UNITE represents the garment and laundry workers portion of UNITE HERE, a union of about 450,000 active members created through a 2004 merger with the Hotel Employees and Restaurant Employees. The union has become highly aggressive in its organizing, leaving the AFL-CIO last year to join the fledgling breakaway federation, Change to Win. UNITE, even prior to joining forces with HERE, had been in a running battle with the management of Cintas, the Cincinnati-based uniform rental and laundry service with 27,000 workers at some 350 locations throughout the U.S. and Canada. The union claims Cintas pays substandard wages and skirts around federal overtime rules. Company management denies these charges. A few years ago the conflict came to a head.

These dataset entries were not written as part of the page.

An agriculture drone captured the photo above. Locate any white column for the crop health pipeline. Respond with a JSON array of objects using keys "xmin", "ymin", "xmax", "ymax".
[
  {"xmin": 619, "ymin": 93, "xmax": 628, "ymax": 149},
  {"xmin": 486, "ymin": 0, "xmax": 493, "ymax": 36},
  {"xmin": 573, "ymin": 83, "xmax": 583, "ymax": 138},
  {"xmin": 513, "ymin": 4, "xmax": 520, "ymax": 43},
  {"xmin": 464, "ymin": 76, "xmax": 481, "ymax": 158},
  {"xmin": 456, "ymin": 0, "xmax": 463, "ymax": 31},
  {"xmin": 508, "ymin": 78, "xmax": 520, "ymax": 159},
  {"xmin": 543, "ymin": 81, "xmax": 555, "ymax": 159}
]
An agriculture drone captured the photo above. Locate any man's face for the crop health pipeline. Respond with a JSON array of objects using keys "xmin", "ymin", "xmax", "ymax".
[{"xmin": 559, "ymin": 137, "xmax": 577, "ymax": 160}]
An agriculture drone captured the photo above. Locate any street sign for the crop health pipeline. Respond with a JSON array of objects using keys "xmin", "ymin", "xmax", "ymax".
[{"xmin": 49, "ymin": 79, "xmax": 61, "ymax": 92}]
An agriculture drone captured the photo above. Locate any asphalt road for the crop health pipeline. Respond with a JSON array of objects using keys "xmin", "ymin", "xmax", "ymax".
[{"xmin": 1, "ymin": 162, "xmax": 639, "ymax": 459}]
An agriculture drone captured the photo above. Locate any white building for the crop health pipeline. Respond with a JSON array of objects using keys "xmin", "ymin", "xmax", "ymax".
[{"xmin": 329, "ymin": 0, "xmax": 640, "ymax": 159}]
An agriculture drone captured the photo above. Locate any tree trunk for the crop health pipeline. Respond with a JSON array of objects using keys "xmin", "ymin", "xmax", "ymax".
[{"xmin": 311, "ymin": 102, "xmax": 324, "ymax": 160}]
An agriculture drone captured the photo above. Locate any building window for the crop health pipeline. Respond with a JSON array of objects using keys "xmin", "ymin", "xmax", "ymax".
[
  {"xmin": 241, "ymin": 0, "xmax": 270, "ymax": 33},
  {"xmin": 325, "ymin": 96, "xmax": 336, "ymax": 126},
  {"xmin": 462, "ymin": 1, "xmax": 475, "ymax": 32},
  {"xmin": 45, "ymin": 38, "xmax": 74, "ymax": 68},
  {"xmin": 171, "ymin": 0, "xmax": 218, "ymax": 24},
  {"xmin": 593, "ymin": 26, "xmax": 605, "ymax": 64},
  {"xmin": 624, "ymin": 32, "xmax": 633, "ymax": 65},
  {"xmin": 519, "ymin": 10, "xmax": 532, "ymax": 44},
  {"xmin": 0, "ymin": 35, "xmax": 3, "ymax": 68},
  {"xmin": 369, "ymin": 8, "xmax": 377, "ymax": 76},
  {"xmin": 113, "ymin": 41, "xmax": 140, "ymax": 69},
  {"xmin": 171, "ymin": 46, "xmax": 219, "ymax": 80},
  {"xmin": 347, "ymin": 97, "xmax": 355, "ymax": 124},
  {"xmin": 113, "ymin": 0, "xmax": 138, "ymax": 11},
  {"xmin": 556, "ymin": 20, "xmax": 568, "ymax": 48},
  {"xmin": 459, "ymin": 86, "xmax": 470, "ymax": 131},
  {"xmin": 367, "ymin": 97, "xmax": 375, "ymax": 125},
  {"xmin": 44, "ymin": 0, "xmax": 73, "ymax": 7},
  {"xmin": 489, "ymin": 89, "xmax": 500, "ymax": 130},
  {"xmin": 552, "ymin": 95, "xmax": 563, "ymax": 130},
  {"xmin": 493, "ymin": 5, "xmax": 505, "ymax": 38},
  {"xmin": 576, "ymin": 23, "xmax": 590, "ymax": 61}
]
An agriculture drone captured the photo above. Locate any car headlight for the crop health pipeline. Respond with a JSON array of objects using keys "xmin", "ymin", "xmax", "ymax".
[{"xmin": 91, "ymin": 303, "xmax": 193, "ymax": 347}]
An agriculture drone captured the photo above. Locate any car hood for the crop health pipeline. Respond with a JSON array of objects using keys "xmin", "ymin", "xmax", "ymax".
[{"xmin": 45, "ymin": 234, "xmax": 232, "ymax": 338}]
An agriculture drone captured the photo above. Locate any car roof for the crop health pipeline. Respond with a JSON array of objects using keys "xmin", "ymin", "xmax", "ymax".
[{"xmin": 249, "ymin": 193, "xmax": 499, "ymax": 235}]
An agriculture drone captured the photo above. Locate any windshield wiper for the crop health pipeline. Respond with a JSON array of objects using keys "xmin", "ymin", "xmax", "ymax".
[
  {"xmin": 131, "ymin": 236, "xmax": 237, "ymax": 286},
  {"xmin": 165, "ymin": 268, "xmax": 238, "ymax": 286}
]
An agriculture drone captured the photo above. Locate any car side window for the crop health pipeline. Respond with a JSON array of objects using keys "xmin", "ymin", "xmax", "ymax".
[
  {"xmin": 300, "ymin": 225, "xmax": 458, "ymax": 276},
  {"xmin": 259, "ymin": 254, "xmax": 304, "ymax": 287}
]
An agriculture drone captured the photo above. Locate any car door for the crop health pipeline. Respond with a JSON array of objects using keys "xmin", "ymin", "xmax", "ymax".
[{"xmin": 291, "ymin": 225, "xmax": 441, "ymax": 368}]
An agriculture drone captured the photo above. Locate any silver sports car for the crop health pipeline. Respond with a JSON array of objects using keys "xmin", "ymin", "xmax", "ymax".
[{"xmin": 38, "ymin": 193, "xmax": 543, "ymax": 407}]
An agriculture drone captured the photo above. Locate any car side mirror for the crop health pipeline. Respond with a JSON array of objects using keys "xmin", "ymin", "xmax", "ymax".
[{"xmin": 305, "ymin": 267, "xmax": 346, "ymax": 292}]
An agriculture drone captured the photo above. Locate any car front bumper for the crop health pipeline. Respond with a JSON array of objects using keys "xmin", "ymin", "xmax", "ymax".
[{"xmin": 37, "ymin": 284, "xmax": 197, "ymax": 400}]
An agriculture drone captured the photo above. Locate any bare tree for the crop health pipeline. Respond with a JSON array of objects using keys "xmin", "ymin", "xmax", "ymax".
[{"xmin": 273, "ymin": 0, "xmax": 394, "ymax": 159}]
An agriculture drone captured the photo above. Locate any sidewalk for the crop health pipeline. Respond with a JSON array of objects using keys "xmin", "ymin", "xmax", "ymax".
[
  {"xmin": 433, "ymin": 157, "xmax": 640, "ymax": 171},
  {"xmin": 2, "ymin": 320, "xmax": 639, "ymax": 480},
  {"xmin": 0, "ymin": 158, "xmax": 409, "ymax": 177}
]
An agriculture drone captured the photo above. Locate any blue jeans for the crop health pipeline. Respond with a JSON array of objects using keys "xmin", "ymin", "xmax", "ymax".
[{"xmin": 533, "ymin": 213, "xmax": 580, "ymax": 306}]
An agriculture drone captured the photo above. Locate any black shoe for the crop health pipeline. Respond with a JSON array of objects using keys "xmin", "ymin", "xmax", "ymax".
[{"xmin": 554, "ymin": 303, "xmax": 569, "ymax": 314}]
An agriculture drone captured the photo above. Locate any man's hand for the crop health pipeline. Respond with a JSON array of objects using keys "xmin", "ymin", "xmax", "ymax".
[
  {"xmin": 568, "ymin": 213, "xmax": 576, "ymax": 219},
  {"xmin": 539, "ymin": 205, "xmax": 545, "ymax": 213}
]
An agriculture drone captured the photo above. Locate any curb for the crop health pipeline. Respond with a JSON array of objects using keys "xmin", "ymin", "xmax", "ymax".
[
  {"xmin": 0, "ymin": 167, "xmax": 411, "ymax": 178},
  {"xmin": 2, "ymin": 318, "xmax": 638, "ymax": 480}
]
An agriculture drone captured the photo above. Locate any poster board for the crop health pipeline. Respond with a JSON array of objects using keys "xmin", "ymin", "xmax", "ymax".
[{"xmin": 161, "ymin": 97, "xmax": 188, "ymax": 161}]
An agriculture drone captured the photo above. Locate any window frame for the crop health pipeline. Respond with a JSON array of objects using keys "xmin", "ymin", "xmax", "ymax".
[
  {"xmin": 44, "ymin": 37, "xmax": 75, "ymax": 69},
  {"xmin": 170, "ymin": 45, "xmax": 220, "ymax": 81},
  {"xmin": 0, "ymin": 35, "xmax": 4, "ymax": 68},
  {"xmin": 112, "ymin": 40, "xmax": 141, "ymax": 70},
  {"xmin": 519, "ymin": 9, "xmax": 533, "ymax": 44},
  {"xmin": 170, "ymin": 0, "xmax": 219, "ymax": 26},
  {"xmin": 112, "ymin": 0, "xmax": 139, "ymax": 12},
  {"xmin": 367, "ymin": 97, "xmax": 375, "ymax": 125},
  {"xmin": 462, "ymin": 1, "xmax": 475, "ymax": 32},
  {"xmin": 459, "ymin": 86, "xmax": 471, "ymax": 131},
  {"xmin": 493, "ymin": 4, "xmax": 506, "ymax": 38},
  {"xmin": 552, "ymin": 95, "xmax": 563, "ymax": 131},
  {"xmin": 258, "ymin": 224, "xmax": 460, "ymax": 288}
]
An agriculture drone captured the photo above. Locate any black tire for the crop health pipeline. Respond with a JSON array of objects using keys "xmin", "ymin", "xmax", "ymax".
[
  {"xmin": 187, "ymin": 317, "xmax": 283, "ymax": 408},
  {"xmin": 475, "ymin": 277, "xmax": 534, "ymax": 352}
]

In 2003, UNITE HERE and the International Brotherhood of Teamsters, also a Change to Win affiliate, announced an international drive to organize Cintas employees. UNITE HERE targeted laundry workers; the Teamsters targeted drivers. In their enthusiasm, the unions went beyond the call of duty. Several union members allegedly copied down information from cars parked on the lot of Cintas’s Emmaus plant, a practice informally known as “tagging.” Union representatives during late 2003 and early 2004 allegedly hired private investigators to access motor vehicle records, enabling them to pay unexpected visits to employee homes, and mail them union materials. They also allegedly contacted immediate family members who, though not Cintas employees, were the vehicles’ owners. Nine nonunion workers sued UNITE HERE and the Teamsters in federal court for civil damages.
In the spring of 2005, Judge Dalzell granted class-action status to the plaintiffs. That opened the gates later in the year for about a thousand nonunion workers to join the suit. Lawyers for the plaintiffs argued that the unions violated the Driver’s Privacy Protection Act of 1994, a federal law that with few exceptions prohibits the release of addresses or other personal information from driving records. As the original nine workers were not listed in the local telephone book nor provided the unions with addresses, they argued that UNITE HERE representatives couldn’t possibly have contacted them without violating the act. Union organizer visits, the suit read, also caused “anxiety and emotional stress.”
In the end, the plaintiffs prevailed. Judge Dalzell ordered UNITE HERE to pay the workers $2,500 each, plus attorney’s fees and other costs. Court records show the workers had settled separately with the Teamsters in September 2005. It’s a modest award, but its long-run significance for dissenting workers in all unions can’t be underestimated. UNITE HERE officials understandably are not happy, even with President Bruce Raynor off the hook. In a statement released the day after the ruling, the union announced plans to appeal. Liz Gres, an organizing director, said UNITE HERE “will continue to support Cintas workers in their struggle for justice.” One has to wonder how the union defines justice. (The Morning Call, Allentown, Pa., 9/1/06).